Acute Coronary Syndromes
Disparities in awareness of MI symptoms
February 22, 2008 | Lisa Nainggolan

Atlanta, GA - A survey in 14 US states has found that less than a third of adults are aware of all five warning signs and symptoms of MI and would call 911 first in the event of an MI [1]. There were variations in awareness between races and between the sexes and also by geographic region and education, say Dr J Fang (US Centers for Disease Control and Prevention, Atlanta, GA) and colleagues in their report published online February 22, 2008 in Morbidity and Mortality Weekly Report.

Public-health measures should target blacks, Hispanics, men, and persons with less education.

"The disparities observed in this report by race/ethnicity, sex, and education level, with higher levels of awareness among whites, women, and persons with a college education, suggest that public-health measures should target blacks, Hispanics, men, and persons with less education," they say.

In addition, the state and local departments of health in states with lower awareness should collaborate to implement general public-awareness campaigns to increase the percentage of people who are both aware of all five signs and symptoms and who know to call 911 immediately if a person is having a heart attack or stroke, they stress.


Awareness high for some signs but not others

Fang et al explain that around 50% of all cardiac deaths occur within one hour of symptom onset, before patients reach a hospital, so timely access to emergency cardiac care is imperative.
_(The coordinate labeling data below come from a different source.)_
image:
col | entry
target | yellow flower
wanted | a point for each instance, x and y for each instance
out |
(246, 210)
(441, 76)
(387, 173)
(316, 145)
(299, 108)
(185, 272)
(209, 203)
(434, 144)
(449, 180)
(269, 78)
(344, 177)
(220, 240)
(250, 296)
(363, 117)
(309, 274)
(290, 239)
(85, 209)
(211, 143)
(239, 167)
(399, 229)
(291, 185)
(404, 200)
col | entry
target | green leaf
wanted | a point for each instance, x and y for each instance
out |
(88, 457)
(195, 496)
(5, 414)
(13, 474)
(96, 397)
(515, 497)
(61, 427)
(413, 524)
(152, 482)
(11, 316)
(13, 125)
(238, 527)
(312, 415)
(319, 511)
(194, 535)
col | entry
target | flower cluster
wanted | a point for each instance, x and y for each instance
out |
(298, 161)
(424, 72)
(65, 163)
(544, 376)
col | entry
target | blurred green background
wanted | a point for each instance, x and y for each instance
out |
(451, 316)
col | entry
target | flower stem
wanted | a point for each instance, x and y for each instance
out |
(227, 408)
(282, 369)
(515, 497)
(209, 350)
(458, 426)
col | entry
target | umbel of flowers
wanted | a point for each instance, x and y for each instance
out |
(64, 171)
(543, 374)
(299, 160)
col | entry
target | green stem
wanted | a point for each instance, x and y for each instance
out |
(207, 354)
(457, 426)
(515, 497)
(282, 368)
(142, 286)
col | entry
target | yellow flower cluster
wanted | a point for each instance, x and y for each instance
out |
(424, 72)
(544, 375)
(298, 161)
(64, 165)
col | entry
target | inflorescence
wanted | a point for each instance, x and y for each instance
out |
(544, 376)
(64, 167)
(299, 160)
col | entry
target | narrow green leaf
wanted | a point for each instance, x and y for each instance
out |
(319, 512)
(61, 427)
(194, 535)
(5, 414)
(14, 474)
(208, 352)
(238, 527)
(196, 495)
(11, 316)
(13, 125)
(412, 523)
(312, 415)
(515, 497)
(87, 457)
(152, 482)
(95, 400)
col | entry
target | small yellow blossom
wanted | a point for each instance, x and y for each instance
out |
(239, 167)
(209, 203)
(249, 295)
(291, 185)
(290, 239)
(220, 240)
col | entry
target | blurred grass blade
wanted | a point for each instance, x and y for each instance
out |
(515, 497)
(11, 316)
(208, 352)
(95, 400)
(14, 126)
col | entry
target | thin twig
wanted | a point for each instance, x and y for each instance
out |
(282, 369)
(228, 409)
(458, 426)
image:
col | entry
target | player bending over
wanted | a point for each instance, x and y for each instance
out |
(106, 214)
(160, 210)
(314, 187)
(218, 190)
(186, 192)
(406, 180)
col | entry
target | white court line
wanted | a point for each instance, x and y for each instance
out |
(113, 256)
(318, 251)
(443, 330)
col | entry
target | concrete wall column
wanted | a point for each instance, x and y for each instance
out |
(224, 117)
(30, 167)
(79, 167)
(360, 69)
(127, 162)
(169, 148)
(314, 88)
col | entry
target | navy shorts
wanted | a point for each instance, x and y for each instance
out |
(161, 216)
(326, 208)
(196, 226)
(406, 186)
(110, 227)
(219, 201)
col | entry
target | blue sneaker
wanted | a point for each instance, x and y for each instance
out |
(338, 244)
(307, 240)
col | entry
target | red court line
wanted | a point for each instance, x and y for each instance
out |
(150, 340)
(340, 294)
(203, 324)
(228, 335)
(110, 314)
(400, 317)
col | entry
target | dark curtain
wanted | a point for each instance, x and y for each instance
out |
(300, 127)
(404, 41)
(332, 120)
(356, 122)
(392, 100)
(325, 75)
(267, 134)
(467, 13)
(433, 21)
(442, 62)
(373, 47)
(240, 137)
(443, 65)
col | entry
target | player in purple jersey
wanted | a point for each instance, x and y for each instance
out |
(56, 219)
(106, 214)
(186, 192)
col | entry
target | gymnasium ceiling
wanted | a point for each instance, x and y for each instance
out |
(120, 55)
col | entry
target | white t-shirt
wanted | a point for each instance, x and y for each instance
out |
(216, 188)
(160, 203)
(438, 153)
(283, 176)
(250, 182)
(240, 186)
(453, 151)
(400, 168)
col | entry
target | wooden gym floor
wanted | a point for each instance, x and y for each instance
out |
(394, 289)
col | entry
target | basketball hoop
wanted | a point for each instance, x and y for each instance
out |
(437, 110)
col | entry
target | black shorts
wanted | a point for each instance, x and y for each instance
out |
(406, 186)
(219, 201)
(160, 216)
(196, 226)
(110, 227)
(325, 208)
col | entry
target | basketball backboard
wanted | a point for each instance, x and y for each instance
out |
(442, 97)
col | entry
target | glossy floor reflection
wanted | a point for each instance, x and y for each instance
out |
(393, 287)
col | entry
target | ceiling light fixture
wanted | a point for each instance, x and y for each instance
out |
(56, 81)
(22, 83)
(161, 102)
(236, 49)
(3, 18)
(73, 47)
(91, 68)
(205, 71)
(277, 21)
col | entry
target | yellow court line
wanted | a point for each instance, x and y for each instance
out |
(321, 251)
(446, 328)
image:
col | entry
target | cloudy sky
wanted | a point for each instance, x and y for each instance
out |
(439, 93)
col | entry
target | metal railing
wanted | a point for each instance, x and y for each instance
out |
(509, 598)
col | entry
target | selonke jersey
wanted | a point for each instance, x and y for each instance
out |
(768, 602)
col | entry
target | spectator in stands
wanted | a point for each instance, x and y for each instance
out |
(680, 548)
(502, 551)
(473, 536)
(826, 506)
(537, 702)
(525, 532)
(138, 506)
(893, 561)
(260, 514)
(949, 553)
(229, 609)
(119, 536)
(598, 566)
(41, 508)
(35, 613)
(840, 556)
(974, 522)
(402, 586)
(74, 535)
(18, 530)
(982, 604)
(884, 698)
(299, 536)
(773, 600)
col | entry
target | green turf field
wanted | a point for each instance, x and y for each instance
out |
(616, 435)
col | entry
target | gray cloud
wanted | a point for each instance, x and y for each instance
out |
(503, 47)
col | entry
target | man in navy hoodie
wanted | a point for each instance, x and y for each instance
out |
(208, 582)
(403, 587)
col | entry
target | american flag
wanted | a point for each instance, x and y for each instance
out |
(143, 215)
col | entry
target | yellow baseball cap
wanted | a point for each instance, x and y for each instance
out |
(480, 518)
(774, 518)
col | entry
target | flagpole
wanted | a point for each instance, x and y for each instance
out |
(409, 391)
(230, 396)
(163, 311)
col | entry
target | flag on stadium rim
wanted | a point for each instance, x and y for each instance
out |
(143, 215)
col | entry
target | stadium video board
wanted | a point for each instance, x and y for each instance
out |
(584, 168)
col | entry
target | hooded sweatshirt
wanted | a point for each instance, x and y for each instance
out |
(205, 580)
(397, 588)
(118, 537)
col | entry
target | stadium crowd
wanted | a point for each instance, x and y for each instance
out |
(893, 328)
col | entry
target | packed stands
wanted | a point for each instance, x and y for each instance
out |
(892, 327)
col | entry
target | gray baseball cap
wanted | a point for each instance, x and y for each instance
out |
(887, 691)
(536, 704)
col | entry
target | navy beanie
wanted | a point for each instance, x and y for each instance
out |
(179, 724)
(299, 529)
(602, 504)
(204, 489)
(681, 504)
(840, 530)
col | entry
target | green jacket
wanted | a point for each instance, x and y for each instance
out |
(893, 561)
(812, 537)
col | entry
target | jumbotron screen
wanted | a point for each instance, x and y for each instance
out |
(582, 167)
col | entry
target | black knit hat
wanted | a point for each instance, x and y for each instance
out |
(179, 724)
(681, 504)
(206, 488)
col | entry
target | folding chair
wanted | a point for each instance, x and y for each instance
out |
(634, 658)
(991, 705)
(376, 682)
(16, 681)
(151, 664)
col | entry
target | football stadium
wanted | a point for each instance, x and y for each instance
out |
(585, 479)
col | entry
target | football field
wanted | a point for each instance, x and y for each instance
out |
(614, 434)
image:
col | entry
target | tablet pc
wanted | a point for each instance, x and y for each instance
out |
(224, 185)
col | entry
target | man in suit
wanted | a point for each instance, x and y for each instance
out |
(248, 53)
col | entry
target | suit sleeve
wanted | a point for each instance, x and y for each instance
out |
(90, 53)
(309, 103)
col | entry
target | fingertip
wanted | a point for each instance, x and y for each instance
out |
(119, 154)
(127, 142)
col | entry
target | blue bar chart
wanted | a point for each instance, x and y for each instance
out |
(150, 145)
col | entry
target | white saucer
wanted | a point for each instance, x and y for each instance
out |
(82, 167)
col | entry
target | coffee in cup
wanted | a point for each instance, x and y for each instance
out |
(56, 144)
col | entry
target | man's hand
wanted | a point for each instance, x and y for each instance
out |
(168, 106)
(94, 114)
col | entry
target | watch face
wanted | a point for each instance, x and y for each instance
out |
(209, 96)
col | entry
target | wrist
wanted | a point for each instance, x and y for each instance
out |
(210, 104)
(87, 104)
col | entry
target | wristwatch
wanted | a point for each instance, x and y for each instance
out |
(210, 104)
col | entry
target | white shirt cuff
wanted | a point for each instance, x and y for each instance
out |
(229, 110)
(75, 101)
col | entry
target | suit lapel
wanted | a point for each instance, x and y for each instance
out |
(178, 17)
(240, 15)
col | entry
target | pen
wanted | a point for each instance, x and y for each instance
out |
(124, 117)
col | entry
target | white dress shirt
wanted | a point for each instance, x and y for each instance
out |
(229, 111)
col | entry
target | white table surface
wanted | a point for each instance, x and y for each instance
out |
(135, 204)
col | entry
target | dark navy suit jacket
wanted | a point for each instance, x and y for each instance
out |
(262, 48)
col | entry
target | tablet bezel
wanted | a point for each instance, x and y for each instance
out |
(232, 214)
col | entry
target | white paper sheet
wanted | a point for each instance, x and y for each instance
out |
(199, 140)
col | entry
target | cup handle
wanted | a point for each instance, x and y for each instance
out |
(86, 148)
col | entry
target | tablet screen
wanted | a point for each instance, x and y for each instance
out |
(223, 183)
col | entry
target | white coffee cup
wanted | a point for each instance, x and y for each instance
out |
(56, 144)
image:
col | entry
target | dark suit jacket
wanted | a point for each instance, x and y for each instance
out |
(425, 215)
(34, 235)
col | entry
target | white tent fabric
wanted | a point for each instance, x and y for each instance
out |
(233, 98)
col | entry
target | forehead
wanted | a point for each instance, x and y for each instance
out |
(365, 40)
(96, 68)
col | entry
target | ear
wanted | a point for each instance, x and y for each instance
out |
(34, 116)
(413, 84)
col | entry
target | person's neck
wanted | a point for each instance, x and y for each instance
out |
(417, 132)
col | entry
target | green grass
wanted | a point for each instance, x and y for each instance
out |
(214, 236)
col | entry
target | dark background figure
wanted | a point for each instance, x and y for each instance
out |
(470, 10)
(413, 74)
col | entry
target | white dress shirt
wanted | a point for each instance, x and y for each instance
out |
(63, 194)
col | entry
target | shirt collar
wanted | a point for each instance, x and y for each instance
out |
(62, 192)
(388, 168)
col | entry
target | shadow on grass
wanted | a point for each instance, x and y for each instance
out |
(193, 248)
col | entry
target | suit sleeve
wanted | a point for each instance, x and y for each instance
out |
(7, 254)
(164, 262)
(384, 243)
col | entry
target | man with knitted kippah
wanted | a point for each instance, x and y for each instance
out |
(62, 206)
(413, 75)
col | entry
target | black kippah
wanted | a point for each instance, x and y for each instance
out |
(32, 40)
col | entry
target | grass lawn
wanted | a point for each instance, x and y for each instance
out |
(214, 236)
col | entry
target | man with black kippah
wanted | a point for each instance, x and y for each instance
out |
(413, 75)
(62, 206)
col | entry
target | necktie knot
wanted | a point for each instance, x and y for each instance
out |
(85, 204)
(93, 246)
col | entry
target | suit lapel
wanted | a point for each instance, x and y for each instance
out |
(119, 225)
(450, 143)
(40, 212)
This in turn depends upon early recognition of the warning signs and symptoms of a heart attack both by those experiencing the attack and bystanders and immediately calling 911.

For the current study, they accessed the Behavioral Risk Factor Surveillance System (BRFSS), a state-based, random-digit-dialed telephone survey of the US population from 2005 and included self-reported data from almost 72 000 respondents in 14 states that included questions on signs and symptoms of a heart attack. An incorrect symptom—sudden trouble seeing in one eye—was included in the survey to assess the possibility that people would answer "yes" to all the items in a series of closed-ended questions.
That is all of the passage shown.